Observable.zip(requests,  new Function<Object[], List<RouteDist>>() {
    @Override
    public List<RouteDist> apply(Object[] objects) throws Exception {
        Log.i("onSubscribe", "apply: " + objects.length);
        List<RouteDist> dataaResponses = new ArrayList<>();
        for (Object o : objects) {
            dataaResponses.add((RouteDist) o);
        }
        return dataaResponses;
    }
})
        .observeOn(AndroidSchedulers.mainThread())
        .subscribeOn(Schedulers.io())
        .subscribe(
                new Consumer<List<RouteDist>>() {
                    @Override
                    public void accept(List<RouteDist> dataaResponses) throws Exception {
                        Log.i("onSubscribe", "YOUR DATA IS HERE: "+dataaResponses.toString());
                        recyclerViewAdapter_profile = new RecyclerViewAdapter_Profile(items,dataaResponses);
                        recyclerView.setAdapter(recyclerViewAdapter_profile);
                    }
                },

                new Consumer<Throwable>() {
                    @Override
                    public void accept(Throwable e) throws Exception {
                        Log.e("onSubscribe", "Throwable: " + e);
                    }
                });

API

interface Client {
    Observable<RouteDist> routeDist();
}

final class RouteDist {

}


final class ClientImpl implements Client {
    @Override
    public Observable<RouteDist> routeDist() {
        return Observable.fromCallable(() -> {
            // with this log, you see, that each subscription to an Observable is executed on the ThreadPool
            // Log.e("---------------------", Thread.currentThread().getName());
            return new RouteDist();
        });
    }
}

Apply threading via subscribeOn

final class ClientProxy implements Client {
    private final Client api;
    private final Scheduler scheduler;

    ClientProxy(Client api, Scheduler scheduler) {
        this.api = api;
        this.scheduler = scheduler;
    }

    @Override
    public Observable<RouteDist> routeDist() {
        // apply #subscribeOn in order to move subscribeAcutal call on given Scheduler
        return api.routeDist().subscribeOn(scheduler);
    }
}

AndroidTest

@Test
public void name() {
    // CachedThreadPool, in order to avoid creating 100-Threads or more. It is always a good idea to use own Schedulers (e.g. Testing)
    ThreadPoolExecutor threadPool = new ThreadPoolExecutor(0, 10,
            60L, TimeUnit.SECONDS,
            new SynchronousQueue<>());

    // wrap real client with Proxy, in order to move the subscribeActual call to the ThreadPool
    Client client = new ClientProxy(new ClientImpl(), Schedulers.from(threadPool));

    List<Observable<RouteDist>> observables = Arrays.asList(client.routeDist(), client.routeDist(), client.routeDist());

    TestObserver<List<RouteDist>> test = Observable.zip(observables, objects -> {
        return Arrays.stream(objects).map(t -> (RouteDist) t).collect(Collectors.toList());
    })
            .observeOn(AndroidSchedulers.mainThread())
            .test();

    test.awaitCount(1);

    // verify that onNext in subscribe is called in Android-EventLoop
    assertThat(test.lastThread()).isEqualTo(Looper.getMainLooper().getThread());
    // verify that 3 calls were made and merged into one List
    test.assertValueAt(0, routeDists -> {
        assertThat(routeDists).hasSize(3);
        return true;
    });
}

Further reading:

http://tomstechnicalblog.blogspot.de/2016/02/rxjava-understanding-observeon-and.html

Note: It is not recommanded to call an API 100-times concurrently at once.
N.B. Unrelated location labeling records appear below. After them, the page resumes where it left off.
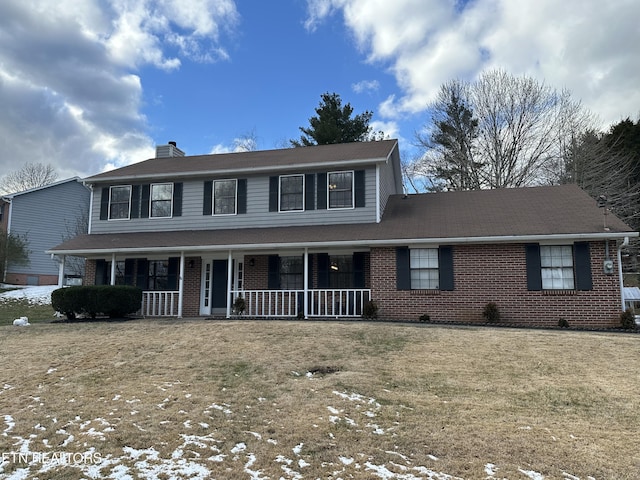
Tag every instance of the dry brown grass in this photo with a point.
(413, 399)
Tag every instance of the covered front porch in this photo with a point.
(271, 284)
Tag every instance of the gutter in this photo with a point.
(355, 243)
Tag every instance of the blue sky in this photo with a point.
(89, 85)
Furthermore when using Zip, this is what will acutally happen, when you have a ThreadPool, which is big enough. When one API-call times-out, an onError will probably emitted for this API-calls. The onError will be propagated further to the subscriber. You will not get any result, even if only on API-call fails. It is recommanded to have some onErrorResumeNext or some other error-handling operator, in order to ensure, that one API-call does not cancel the overall result.